The Final Flush
Liquidity Maps and Negative Exchange Flows
Data transparency in crypto is awesome.
It means you can pull anything you want. Find out whatever it is you’re looking into. No need to guess on what’s hiding behind the curtain. It’s all out in the open.
And for data scientists and data junkies, this is what makes crypto a field day.
You can query and manipulate data until your heart’s content.
There is so much data it can literally make your head spin. It’s in part why so many services and providers exist in the space.
Everybody looks to make sense of the endless data.
In fact, there’s so many ways to look at the same thing that services are even built upon one another. There’s literally more than enough to go around for everybody.
It reminds me a bit of DeFi where some applications depend on other applications, that yet rely upon another set of applications. And the more applications and services exist, the better the result can be for the end user.

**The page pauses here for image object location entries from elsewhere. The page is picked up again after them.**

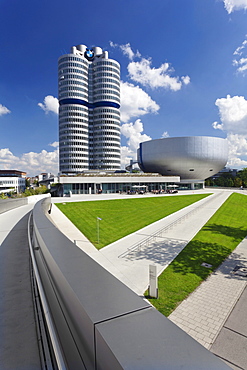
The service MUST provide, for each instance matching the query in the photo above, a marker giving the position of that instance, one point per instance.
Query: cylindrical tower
(104, 138)
(89, 117)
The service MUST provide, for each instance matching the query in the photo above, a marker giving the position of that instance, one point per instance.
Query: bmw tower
(89, 116)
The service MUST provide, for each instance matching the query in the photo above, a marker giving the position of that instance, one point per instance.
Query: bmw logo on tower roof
(89, 54)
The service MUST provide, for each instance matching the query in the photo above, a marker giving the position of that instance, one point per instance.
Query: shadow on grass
(233, 232)
(189, 260)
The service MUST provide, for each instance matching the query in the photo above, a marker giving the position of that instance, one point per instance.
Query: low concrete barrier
(101, 323)
(7, 204)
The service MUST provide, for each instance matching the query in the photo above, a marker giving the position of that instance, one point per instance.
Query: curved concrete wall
(191, 158)
(102, 324)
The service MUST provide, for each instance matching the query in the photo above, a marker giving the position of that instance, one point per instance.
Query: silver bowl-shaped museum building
(193, 158)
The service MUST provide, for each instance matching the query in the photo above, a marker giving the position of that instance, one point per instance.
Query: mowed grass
(213, 243)
(121, 217)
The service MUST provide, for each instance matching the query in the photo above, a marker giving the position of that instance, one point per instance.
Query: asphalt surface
(19, 345)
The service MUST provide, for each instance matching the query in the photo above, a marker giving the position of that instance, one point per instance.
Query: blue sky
(183, 72)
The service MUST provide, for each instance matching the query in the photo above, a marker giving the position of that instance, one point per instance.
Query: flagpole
(98, 219)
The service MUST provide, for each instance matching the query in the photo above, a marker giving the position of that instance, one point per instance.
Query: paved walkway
(130, 263)
(19, 345)
(212, 314)
(203, 314)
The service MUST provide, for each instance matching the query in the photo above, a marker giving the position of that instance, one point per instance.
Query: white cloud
(126, 156)
(55, 144)
(32, 163)
(3, 110)
(134, 135)
(50, 104)
(241, 63)
(232, 5)
(165, 134)
(135, 102)
(143, 73)
(233, 116)
(237, 150)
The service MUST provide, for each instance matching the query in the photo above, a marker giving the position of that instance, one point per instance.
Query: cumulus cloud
(143, 73)
(134, 134)
(165, 134)
(55, 144)
(241, 58)
(233, 117)
(232, 5)
(233, 114)
(32, 163)
(135, 102)
(50, 104)
(3, 110)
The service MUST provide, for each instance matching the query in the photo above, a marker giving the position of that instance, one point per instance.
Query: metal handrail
(52, 332)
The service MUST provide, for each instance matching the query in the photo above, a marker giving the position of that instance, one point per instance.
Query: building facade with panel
(89, 115)
(193, 158)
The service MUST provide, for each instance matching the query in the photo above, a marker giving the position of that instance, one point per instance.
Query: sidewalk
(132, 267)
(19, 343)
(212, 314)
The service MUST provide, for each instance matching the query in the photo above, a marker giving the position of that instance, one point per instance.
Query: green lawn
(122, 217)
(213, 243)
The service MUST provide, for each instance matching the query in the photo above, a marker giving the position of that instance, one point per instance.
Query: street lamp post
(98, 220)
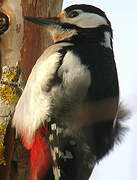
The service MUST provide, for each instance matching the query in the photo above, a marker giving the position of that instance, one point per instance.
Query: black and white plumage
(73, 89)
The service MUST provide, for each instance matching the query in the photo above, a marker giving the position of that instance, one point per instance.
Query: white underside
(35, 105)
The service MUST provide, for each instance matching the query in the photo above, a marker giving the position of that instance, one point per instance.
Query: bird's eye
(73, 14)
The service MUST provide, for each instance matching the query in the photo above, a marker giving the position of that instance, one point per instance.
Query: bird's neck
(98, 35)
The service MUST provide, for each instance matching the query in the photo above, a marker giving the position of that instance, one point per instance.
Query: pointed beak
(43, 21)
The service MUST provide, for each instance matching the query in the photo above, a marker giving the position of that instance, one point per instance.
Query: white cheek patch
(88, 20)
(107, 40)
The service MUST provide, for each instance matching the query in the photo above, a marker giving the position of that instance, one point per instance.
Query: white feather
(36, 104)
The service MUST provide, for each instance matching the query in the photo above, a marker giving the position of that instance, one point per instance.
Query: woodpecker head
(76, 22)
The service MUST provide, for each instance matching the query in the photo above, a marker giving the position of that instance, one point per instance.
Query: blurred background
(121, 164)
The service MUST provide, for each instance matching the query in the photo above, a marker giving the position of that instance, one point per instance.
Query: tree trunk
(20, 47)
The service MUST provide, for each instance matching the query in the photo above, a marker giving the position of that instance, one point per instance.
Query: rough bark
(20, 47)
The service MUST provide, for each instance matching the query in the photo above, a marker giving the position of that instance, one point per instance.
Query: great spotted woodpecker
(68, 113)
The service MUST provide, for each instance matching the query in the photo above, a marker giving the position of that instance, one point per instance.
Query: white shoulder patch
(34, 106)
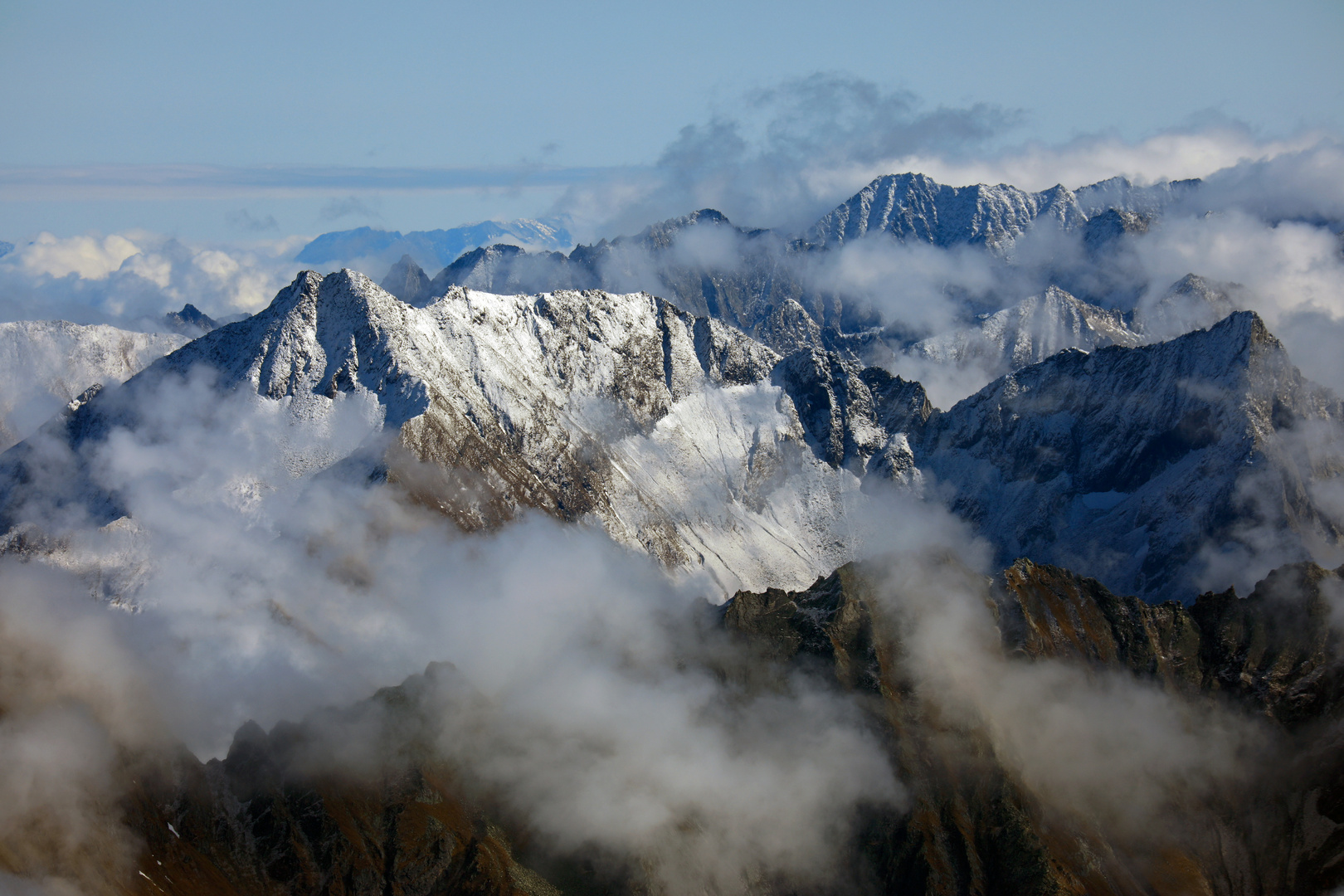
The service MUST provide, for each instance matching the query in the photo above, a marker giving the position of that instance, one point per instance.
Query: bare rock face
(407, 280)
(976, 824)
(617, 409)
(1155, 468)
(1030, 332)
(917, 208)
(279, 815)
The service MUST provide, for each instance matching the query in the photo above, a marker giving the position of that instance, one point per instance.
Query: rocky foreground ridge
(281, 815)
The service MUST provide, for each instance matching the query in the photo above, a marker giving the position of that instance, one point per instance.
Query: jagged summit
(407, 280)
(190, 321)
(1191, 303)
(45, 364)
(916, 207)
(611, 407)
(1157, 468)
(1030, 332)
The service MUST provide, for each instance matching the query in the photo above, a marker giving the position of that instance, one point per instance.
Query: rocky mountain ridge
(281, 815)
(1155, 468)
(46, 364)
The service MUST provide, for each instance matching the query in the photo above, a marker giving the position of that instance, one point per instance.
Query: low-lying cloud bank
(587, 694)
(132, 280)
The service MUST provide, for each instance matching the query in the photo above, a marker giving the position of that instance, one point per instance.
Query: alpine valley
(1040, 598)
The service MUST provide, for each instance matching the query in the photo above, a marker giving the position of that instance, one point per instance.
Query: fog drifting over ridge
(1266, 218)
(583, 694)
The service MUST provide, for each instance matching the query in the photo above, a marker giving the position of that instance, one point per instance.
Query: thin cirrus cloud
(167, 182)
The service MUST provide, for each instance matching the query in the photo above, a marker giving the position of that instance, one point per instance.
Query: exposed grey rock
(190, 321)
(1191, 304)
(917, 208)
(1148, 466)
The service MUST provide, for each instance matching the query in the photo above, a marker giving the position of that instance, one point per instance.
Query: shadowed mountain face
(746, 278)
(1148, 466)
(1157, 468)
(284, 813)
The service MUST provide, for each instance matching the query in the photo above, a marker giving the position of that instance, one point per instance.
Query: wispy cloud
(207, 182)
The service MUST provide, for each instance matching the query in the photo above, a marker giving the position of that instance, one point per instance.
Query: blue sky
(207, 121)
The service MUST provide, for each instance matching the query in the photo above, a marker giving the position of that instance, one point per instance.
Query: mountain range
(1101, 715)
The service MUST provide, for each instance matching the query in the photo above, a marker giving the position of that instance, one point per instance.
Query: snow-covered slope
(622, 410)
(45, 364)
(917, 208)
(1030, 332)
(1157, 469)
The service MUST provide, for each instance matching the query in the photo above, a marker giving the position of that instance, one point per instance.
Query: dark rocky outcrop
(976, 826)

This same concept unfolds for traders as well.
Take this series of tweets from Whale Alert.
These are massive movements on-chain. All happening one after another after another.
Whenever you get asked if crypto is just nonsense, just send this to whoever is spewing hater-aide. Ask them when was the last time you saw Western Union move money that fast?

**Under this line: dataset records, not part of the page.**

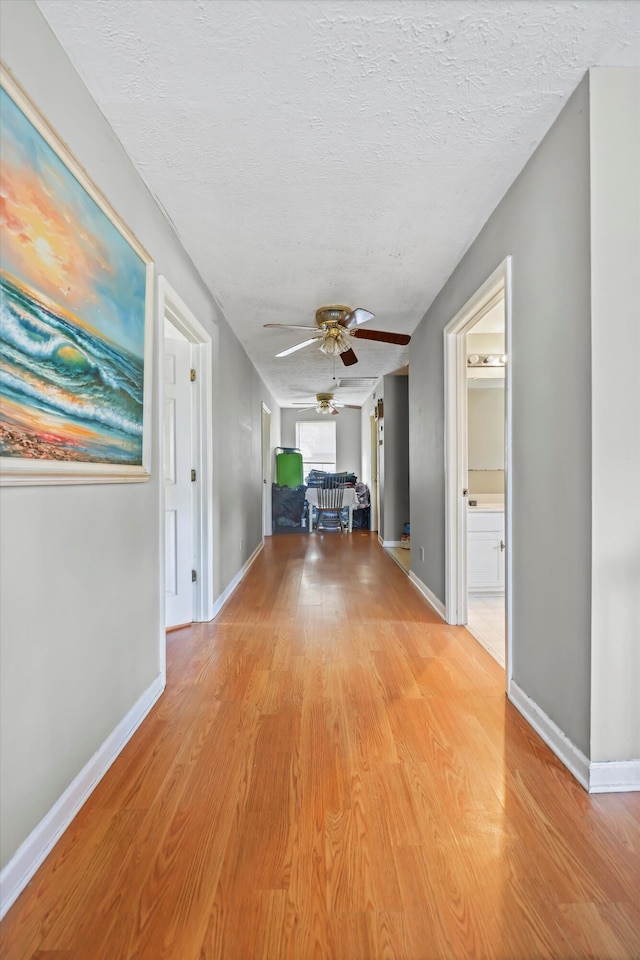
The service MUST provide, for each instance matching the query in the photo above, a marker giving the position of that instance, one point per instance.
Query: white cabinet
(485, 551)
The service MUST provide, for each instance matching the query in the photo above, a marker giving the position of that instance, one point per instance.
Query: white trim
(22, 866)
(226, 593)
(172, 307)
(566, 751)
(266, 486)
(455, 446)
(430, 597)
(614, 776)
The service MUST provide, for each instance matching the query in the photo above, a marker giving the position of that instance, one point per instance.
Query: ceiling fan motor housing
(335, 313)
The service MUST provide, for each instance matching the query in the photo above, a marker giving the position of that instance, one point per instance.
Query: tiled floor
(485, 620)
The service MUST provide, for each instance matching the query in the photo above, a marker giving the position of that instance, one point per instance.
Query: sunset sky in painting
(57, 240)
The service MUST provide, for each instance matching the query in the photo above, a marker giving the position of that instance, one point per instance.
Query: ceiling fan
(326, 404)
(334, 325)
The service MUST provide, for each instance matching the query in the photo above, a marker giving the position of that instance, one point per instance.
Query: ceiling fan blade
(348, 357)
(290, 326)
(357, 316)
(298, 346)
(382, 335)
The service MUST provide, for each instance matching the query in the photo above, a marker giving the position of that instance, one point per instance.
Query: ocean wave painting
(73, 311)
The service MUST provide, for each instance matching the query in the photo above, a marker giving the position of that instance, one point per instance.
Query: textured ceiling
(333, 151)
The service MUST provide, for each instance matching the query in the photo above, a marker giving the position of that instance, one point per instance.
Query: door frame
(173, 308)
(266, 480)
(456, 474)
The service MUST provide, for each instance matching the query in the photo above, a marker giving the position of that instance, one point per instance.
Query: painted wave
(64, 374)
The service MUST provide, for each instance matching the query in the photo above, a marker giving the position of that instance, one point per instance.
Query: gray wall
(485, 414)
(80, 566)
(543, 223)
(615, 412)
(348, 435)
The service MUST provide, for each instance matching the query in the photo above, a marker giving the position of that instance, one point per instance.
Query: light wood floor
(335, 773)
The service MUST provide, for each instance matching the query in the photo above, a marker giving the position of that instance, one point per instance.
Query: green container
(289, 467)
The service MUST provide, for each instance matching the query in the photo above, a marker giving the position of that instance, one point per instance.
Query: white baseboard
(226, 593)
(614, 776)
(430, 597)
(566, 751)
(22, 866)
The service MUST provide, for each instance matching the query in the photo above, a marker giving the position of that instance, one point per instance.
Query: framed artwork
(75, 316)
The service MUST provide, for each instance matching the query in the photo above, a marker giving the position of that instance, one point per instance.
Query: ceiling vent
(358, 383)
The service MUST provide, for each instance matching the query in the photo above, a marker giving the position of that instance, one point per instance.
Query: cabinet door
(485, 557)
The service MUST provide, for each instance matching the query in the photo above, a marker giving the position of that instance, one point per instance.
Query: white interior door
(178, 485)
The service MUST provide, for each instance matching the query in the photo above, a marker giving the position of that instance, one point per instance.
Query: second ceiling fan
(334, 326)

It’s also a great way to see what chains are active, which chain is being used to send or receive crypto, and even what exchanges are lighting up when volatility is heightened.
To me, I love the guy who made this. It’s awesome. Much thanks go out to him.

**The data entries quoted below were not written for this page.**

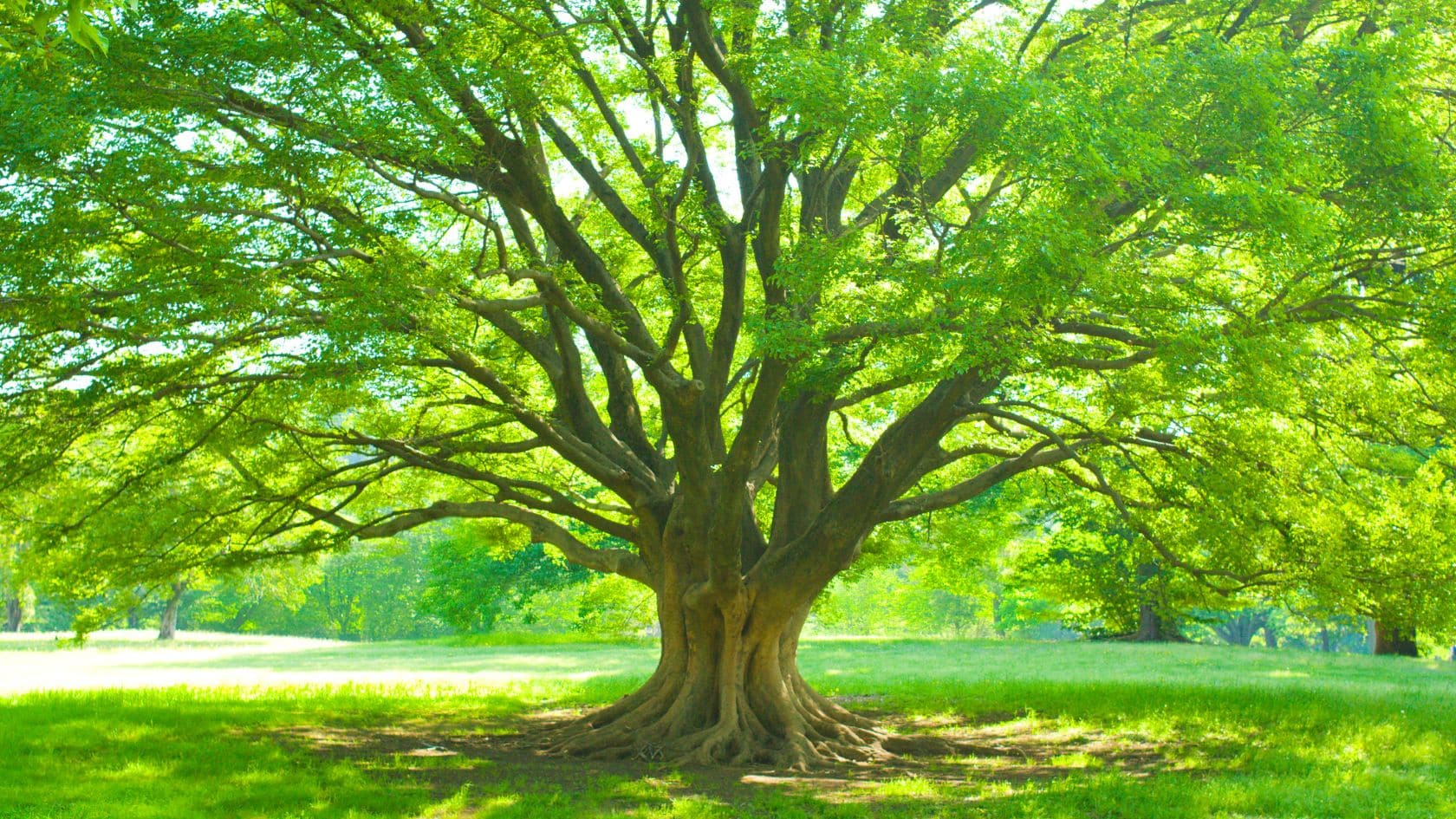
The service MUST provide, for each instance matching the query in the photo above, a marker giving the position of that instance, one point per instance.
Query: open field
(277, 727)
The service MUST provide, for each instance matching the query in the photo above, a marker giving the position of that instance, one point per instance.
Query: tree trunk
(1270, 635)
(169, 615)
(1152, 627)
(1394, 640)
(727, 690)
(13, 614)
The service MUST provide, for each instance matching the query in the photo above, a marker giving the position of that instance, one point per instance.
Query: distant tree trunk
(1270, 635)
(1241, 628)
(169, 615)
(1394, 640)
(13, 614)
(134, 613)
(1152, 627)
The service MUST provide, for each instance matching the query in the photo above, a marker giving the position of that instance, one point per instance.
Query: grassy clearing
(1060, 731)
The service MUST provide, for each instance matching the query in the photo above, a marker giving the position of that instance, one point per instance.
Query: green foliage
(293, 274)
(473, 585)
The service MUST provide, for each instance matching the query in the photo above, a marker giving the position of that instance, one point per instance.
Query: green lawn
(432, 731)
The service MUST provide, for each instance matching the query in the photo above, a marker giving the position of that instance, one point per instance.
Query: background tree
(700, 295)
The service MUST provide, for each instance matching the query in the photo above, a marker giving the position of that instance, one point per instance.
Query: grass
(276, 729)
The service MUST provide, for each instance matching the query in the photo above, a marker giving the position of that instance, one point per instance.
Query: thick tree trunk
(1394, 640)
(168, 628)
(13, 614)
(727, 690)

But for anybody using it to generate an actionable trade…
You’re trying to find a needle in the haystack. Consider this your user friendly version of block explorers. It brings these transactions into one place. Like an aggregator.
Now, to make it actionable, you need to create insights to it. Separate the noise from the signal. Create the intelligence side of things.
That’s where we come in.
Our team looks to turn this data into consistent alpha. Meaning if a signal comes in ten times, we expect the signal to generate a return based upon a specific risk management strategy a certain percentage of the time.
If that signal falls below our threshold, it’s no longer actionable and becomes noise.
And to us, there are various entities in crypto that we view as market movers. These are the ones that create momentum for price. When they start moving, the market shifts in their direction.
For our team, that’s how we generate consistent alpha.
Blame it on Elon, call it a black swam, call it institutions trying to run a carry trade on CME, it doesn’t matter. At the end of the day money needs to be moved to conduct a trade.
On-chain is your lens to see where and when money is flowing.
And that’s the end of my TED talk.
The daily beat at Espresso is delivering insights for crypto traders using on-chain data. And in doing so, help you gain a better understanding of the current structure of the market.
The above rant was a simple reminder on why we look at the data we do.
At the end of the day we need to generate consistent alpha month after month… Otherwise we cease to exist.
The best way we’ve found to do this is by depending on a box of tools. And just like most handy men, they have a handful of tools they use more than the rest.
A tool we like to use to decipher market structure is exchange flows. Once we start to see exchange flows ‘flip’ from positive to negative or vice-versa then the structure is said to be changing.
Right now, we just witnessed a small inkling of negative flows.
This means the amount of bitcoin entering is less than the amount coming out, indicating selling pressure is less than the day before.
It’s our first little pulse to pay attention to.
What’s more, the amount of liquidity built up around $42k is growing. Here is a liquidity map. It helps visualize the amount of capital that can get wiped out at various levels. The bigger the bubble, the more capital. The greater the amount of bubbles, the more capital.
The interesting insight in the chart is seen in the bubbles underneath the buried price line… The pink bubbles. They represent 25x leveraged longs.
Red is 50x longs, which hardly exists. And yellowish orange is 100x longs, which is virtually non-existent.
This is compared to the bubbles above the price line that are showing not only a large amount of 25x shorts, but also 50x and even 100x.
This tells me we are nearing capitulation to the downside. Or in the traders entering long positions.
Capitulation is the point at which traders trying to enter longs begin throwing in the towel.
And based upon how far price has fallen and for how long, another flush lower just might cause it.
If we get a flush and see the netflows print another negative reading tomorrow this would be one of the first positive developments we see outside of more USDT being printed.